Housing Unmoved by Sanctions Relief

Housing Unmoved by Sanctions Relief Housing Unmoved by Sanctions Relief

The lifting of sanctions per se cannot pull the sluggish housing market out from the doldrums because high interest rates, low purchasing power, insufficient housing loans and the large number of vacant units are key unresolved factors affecting the property market, says head of Bank Maskan’s Risk Management Department, Ruhollah Rahnama.

“A comprehensive approach is needed to revive the market as the housing sector is complex and interconnected with many other industries,” he told the Persian-language weekly Tejarat-e-Farda.

Maskan is the leading provider of mortgage in Iran.

“Houses are built largely with domestically-made materials and therefore the lifting of sanctions is not expected to lift the real estate market.”

Iran’s key housing market is struggling with prolonged stagnation and despite the government’s stopgap measures, including raising the mortgage ceiling, it is not showing any sign of early recovery. Following the lifting of international economic sanctions last month, hopes had emerged that the market may turn a corner.

The capital market is capable of channeling people’s deposits toward the housing sector, according to the official, but “this would take some time simply because the capital market too is not powerful enough.”

“Lower deposit rates will redirect liquidity to other markets including the real estate but market trends in previous years show that heavy liquidity flows hinder not help the housing market,’’ Rahnama said, referring to the prospects of rampant speculation and the destructive role of middlemen in the volatile property market.

The Central Bank of Iran’s decision to reduce interest rates through the interbank market could lead to such a situation if proper management of the market is absent, he warned.

Policymakers should help improve the demand side and encourage direct investments in construction to balance the market and prevent speculative activities, he stressed.

Foreign investors are mostly interested in the energy industries rather than housing/construction, as the former are more lucrative and less risky, he said.

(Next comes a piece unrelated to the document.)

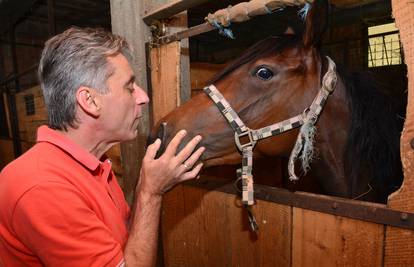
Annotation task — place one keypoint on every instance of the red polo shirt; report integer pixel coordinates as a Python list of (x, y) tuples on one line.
[(61, 206)]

“In the past foreigners invested in Mehr Housing Projects mainly because the government had guaranteed the purchase of housing units.”

Rahnama recalled that many units built in the framework of the controversial multi-billion-dollar low-cost housing scheme are vacant, and said, “Financing homebuyers with cheap and long-term loans without considering the demand’s side and purchasing power of the people is tantamount to wasting precious resources.”

Mehr is an affordable housing scheme launched by the former president Mahmoud Ahmadinejad. The project has been criticized strongly for its lack of strategy and inflationary impact.  

Foreign companies from Turkey, South Korea and Malaysia were involved in the project to build homes across the country for the low-income strata.

Rahnama hoped that the market would improve in the long-term as the economy gets back on its feet, interest rates are cut gradually and the purchasing power improves.